A simple workflow pattern which hit the issue is:
        /* host */
    1. userspace first mmap a file backed VA range with specified offset.
                        e.g. (offset=0x800..., mmap return: va_a)
    2. write some data to the corresponding sys page
                         e.g. (va_a = 0xAABB)
        /* device */
    3. gpu workload touches VA, triggers gpu fault and notify the host.
        /* host */
    4. reviced gpu fault notification, then it will:
            4.1 unmap host pages and also takes care of cpu tlb
                  (use unmap_mapping_range with offset=0x800...)
            4.2 migrate sys page to device
            4.3 setup device page table and resolve device fault.
        /* device */
    5. gpu workload continued, it accessed va_a and got 0xAABB.
    6. gpu workload continued, it wrote 0xBBCC to va_a.
        /* host */
    7. userspace access va_a, as expected, it will:
            7.1 trigger cpu vm fault.
            7.2 driver handling fault to migrate gpu local page to host.
    8. userspace then could correctly get 0xBBCC from va_a
    9. done

But in step 4.1, if we hitted the bug this patch mentioned, then user space
would never trigger cpu fault, and still get the old value: 0xAABB.

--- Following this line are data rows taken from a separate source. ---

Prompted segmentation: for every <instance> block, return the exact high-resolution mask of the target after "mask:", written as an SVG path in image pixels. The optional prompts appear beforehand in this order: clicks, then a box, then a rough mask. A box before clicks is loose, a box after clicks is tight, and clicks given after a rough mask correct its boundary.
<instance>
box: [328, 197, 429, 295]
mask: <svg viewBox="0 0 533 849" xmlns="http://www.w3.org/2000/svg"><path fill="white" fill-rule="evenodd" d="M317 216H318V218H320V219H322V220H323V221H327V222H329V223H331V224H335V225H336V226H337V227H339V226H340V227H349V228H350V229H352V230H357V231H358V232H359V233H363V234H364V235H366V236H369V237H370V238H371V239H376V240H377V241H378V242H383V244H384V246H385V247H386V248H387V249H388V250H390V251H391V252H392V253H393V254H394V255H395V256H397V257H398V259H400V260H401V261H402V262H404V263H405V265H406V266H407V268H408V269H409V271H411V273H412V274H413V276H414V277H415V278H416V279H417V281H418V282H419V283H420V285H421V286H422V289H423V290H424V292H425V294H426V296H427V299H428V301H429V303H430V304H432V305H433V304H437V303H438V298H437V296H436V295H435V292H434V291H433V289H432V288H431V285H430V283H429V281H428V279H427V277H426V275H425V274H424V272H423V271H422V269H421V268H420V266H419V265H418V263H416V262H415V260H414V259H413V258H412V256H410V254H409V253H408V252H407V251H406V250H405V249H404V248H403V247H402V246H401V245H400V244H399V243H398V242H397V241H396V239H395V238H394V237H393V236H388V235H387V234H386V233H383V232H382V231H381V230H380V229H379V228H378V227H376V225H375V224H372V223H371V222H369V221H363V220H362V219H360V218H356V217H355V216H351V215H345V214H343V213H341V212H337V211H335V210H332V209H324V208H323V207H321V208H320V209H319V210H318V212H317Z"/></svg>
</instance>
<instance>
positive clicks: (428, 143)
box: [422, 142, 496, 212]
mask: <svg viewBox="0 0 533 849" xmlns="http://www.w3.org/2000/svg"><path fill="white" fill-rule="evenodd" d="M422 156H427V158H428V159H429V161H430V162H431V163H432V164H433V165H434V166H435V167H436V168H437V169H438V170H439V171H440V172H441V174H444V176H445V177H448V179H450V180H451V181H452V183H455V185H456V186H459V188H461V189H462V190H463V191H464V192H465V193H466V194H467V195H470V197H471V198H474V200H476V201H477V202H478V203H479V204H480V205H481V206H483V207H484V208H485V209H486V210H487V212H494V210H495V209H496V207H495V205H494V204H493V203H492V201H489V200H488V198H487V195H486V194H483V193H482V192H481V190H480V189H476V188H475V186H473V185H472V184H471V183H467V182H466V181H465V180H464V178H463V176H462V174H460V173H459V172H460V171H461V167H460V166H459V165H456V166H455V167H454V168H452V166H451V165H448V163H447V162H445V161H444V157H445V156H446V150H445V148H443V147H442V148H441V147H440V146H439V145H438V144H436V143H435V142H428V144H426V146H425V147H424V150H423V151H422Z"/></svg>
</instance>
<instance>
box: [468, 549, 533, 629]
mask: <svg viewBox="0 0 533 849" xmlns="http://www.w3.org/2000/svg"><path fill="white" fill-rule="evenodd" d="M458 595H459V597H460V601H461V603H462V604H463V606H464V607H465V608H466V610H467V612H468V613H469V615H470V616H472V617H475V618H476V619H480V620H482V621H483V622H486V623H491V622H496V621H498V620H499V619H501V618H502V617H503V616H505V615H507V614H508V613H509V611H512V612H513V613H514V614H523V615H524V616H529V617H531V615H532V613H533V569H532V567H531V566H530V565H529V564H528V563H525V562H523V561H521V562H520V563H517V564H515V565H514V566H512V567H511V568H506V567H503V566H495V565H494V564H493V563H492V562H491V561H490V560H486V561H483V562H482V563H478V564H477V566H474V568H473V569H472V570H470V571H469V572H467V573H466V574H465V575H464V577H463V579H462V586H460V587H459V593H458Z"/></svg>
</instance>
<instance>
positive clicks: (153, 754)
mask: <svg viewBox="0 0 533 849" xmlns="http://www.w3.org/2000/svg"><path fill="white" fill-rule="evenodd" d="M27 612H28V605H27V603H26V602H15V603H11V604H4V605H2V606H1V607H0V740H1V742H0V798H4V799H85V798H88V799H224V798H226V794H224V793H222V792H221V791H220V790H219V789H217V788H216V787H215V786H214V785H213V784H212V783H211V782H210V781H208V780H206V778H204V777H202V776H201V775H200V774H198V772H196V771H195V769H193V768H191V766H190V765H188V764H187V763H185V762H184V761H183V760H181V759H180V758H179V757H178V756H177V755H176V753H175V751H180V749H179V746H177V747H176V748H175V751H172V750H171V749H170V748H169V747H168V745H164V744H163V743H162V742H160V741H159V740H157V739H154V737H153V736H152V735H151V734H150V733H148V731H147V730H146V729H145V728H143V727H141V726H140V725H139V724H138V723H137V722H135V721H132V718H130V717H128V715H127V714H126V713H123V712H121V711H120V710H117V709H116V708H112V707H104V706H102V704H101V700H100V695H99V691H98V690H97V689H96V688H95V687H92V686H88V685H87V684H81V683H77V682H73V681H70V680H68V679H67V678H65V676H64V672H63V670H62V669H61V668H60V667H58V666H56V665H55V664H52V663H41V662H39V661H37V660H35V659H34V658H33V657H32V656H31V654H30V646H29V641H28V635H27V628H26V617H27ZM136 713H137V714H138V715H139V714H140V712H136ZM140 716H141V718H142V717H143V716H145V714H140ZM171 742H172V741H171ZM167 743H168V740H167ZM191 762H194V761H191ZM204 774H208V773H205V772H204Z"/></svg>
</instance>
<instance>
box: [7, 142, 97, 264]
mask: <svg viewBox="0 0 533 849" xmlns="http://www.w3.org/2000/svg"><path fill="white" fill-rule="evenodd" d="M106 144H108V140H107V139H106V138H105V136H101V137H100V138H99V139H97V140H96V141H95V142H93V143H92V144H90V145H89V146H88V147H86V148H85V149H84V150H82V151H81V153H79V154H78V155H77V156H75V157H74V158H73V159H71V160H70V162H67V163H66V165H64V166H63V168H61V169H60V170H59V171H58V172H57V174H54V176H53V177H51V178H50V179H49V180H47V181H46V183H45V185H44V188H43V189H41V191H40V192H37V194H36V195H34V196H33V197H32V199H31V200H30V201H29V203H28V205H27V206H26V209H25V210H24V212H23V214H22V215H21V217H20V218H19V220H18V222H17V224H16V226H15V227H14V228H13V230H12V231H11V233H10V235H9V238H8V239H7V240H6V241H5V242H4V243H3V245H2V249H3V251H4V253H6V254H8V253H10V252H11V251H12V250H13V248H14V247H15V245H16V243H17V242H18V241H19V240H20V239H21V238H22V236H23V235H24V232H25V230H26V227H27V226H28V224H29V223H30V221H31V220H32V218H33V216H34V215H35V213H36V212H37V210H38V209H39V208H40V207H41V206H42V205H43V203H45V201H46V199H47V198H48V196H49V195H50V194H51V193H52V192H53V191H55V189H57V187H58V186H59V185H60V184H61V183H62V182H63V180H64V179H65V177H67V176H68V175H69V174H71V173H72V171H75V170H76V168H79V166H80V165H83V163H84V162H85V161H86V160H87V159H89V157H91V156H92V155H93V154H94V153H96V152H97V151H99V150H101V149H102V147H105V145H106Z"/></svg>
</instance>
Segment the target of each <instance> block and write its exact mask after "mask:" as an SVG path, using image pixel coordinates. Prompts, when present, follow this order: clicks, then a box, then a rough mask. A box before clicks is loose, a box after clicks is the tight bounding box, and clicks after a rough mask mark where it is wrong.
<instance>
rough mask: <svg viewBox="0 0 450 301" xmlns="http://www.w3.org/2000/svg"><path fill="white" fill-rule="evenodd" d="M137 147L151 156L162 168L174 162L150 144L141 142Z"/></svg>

Re: [PATCH v1] mm: fix unmap_mapping_range high bits shift bug

[Andrew Morton]

On Thu, 21 Dec 2023 13:40:11 +0800 Jiajun Xie <jiajun.xie.sh@gmail.com> wrote:

> > (obviously bad, but it's good to spell it out) and under what
> > circumstances it occurs?
> 
> Thanks for the quick reply.
> 
> The issue happens in Heterogeneous computing, where the
> device(e.g. gpu) and host share the same virtual address space.
> 
> A simple workflow pattern which hit the issue is:
>         /* host */
>     1. userspace first mmap a file backed VA range with specified offset.
>                         e.g. (offset=0x800..., mmap return: va_a)
>     2. write some data to the corresponding sys page
>                          e.g. (va_a = 0xAABB)
>         /* device */
>     3. gpu workload touches VA, triggers gpu fault and notify the host.
>         /* host */
>     4. reviced gpu fault notification, then it will:
>             4.1 unmap host pages and also takes care of cpu tlb
>                   (use unmap_mapping_range with offset=0x800...)
>             4.2 migrate sys page to device
>             4.3 setup device page table and resolve device fault.
>         /* device */
>     5. gpu workload continued, it accessed va_a and got 0xAABB.
>     6. gpu workload continued, it wrote 0xBBCC to va_a.
>         /* host */
>     7. userspace access va_a, as expected, it will:
>             7.1 trigger cpu vm fault.
>             7.2 driver handling fault to migrate gpu local page to host.
>     8. userspace then could correctly get 0xBBCC from va_a
>     9. done
> 
> But in step 4.1, if we hitted the bug this patch mentioned, then user space
> would never trigger cpu fault, and still get the old value: 0xAABB.

Thanks.  Based on the above, I added cc:stable to the changelog so the
fix will be backported into earlier kernels (it looks like that's 20+
years worth!).  And I pasted the above text into that changelog.